Kapitan składywęgla.pl Polonii tym razem startował w parze z Gregiem Hancockiem. Jazda zespołowa jednak nie do końca im wychodziła. - Tak się po prostu ułożyły nam wyścigi. Jechaliśmy od siebie oddzieleni. To decyzja menedżera, kto z kim jedzie w parze. Trzeba to uszanować i jechać dalej. Należy docenić, że się jest w tym składzie. Czasami sam siebie wyrzuciłbym z niego. Cieszę się z tego przełamania.

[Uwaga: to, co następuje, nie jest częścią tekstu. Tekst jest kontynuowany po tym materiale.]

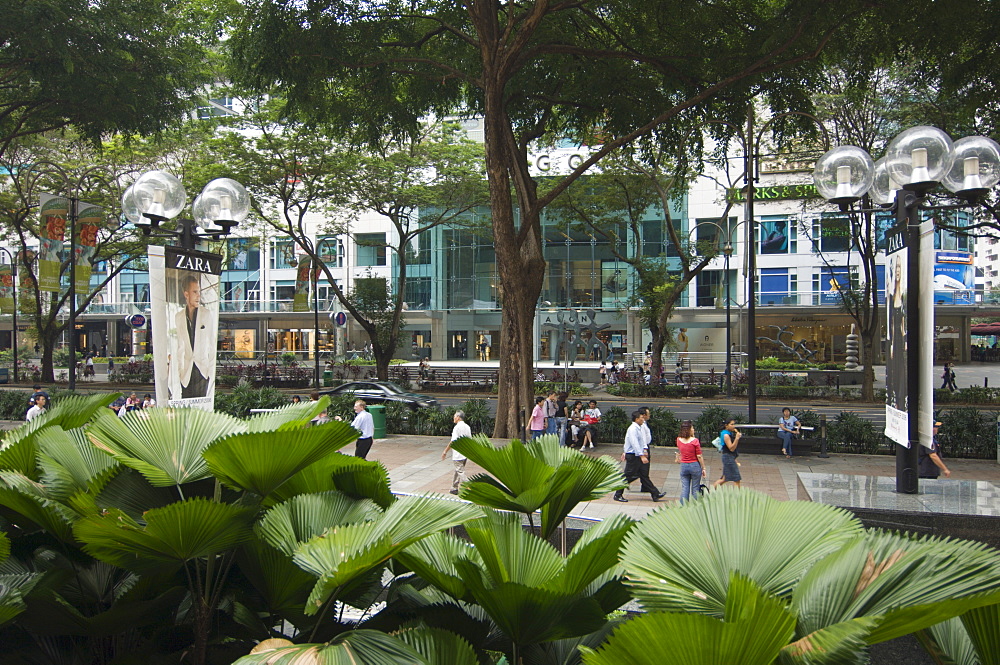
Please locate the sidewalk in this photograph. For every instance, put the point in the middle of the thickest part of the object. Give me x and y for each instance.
(414, 465)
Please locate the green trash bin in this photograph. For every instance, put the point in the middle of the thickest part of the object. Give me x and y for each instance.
(378, 419)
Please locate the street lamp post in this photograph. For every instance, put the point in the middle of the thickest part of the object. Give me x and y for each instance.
(916, 161)
(13, 329)
(728, 252)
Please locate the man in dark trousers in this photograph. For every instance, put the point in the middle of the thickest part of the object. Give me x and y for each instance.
(636, 458)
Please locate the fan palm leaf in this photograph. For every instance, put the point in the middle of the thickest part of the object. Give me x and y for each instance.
(31, 510)
(680, 558)
(68, 461)
(756, 627)
(283, 586)
(433, 558)
(261, 461)
(543, 476)
(355, 477)
(173, 534)
(299, 519)
(949, 643)
(288, 417)
(163, 444)
(19, 449)
(357, 647)
(439, 646)
(344, 553)
(908, 583)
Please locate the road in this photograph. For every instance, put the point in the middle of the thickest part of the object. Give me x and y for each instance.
(767, 412)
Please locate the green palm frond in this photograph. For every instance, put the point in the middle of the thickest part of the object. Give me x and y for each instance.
(839, 644)
(948, 643)
(756, 626)
(680, 557)
(511, 554)
(301, 518)
(513, 465)
(981, 623)
(69, 462)
(173, 534)
(344, 553)
(594, 555)
(292, 416)
(357, 647)
(543, 476)
(261, 461)
(32, 511)
(163, 444)
(908, 583)
(433, 559)
(355, 477)
(19, 448)
(439, 646)
(283, 586)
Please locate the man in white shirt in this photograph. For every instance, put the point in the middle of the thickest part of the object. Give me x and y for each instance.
(363, 423)
(461, 429)
(636, 458)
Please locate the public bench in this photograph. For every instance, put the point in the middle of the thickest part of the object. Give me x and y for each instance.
(768, 443)
(469, 377)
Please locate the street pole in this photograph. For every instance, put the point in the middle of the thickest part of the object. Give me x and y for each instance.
(749, 148)
(74, 207)
(729, 329)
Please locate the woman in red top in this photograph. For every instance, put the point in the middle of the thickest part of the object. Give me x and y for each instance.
(692, 463)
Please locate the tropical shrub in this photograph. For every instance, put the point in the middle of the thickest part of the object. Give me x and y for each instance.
(738, 577)
(850, 433)
(183, 535)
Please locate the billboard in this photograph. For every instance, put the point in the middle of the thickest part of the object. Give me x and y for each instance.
(184, 301)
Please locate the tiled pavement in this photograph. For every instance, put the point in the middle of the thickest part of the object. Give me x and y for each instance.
(415, 465)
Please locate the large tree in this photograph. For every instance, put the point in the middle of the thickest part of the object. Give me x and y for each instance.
(307, 184)
(607, 72)
(614, 205)
(101, 67)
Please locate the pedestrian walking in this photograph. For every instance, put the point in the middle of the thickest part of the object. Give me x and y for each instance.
(591, 418)
(38, 408)
(460, 430)
(730, 467)
(366, 426)
(537, 424)
(930, 465)
(788, 428)
(691, 461)
(551, 412)
(636, 457)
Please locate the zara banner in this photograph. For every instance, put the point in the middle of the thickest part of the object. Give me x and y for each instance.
(184, 294)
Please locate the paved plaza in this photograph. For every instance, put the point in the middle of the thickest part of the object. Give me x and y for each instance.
(415, 465)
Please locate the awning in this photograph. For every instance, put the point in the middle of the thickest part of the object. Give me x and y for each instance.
(986, 329)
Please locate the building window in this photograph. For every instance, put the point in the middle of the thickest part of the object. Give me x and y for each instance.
(371, 249)
(710, 289)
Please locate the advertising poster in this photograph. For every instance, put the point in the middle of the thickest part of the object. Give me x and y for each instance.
(954, 278)
(6, 290)
(896, 403)
(184, 292)
(51, 234)
(87, 225)
(300, 301)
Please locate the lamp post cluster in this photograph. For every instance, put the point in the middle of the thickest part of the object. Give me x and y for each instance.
(916, 162)
(158, 196)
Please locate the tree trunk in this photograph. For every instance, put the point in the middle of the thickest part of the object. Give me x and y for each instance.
(868, 376)
(47, 342)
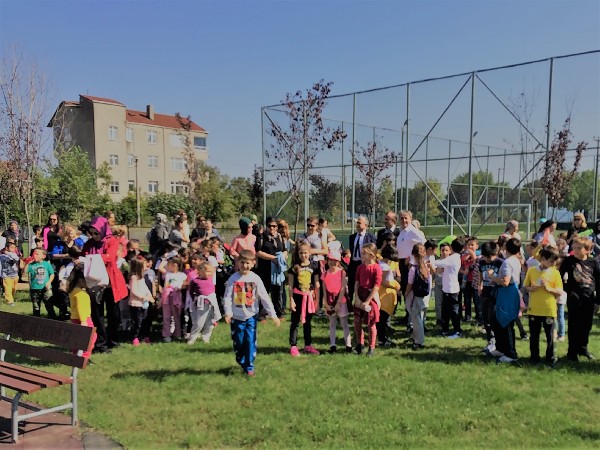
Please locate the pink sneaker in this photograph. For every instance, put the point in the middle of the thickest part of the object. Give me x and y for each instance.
(311, 350)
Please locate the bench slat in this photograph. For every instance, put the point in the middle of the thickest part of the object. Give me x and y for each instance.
(43, 353)
(62, 334)
(18, 385)
(61, 379)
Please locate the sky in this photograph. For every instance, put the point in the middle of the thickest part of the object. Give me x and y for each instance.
(221, 61)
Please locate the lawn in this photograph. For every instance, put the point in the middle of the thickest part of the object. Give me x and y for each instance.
(445, 396)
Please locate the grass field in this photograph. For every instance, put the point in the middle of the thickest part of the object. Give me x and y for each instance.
(445, 396)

Po meczu z Unibaksem Toruń Buczkowski mówił, że musi poukładać sobie pewne sprawy, zarówno w sprzęcie, jak i w sobie. Czy udało mu się to? - Mój tuner przemeblował sporo w sprzęcie i to daje skutek. Pod tym względem jest dobrze. Musimy popracować trochę nad dopasowaniem motocykli. Dziękuję panu Rysiowi, że poświęcił mi cenny czas. Co zmieniłem w sobie? Po prostu nie trenuję w Bydgoszczy. Czy to przed meczem ze Stalą, czy teraz, wolałem sobie odpocząć. Mam Szwecję i punktuję tam bez treningów, więc jest to jakiś sposób. Nie mówię, że stronię od treningów, ale staram się je ograniczać, by mieć tę świeżość w zawodach. Chociaż te dwa moje biegi z "jedynką" to po prostu przespałem i tyle - zakończył. Jesteś kibicem "czarnego sportu"? Mamy dla Ciebie fanpage na Facebooku. Zapraszamy!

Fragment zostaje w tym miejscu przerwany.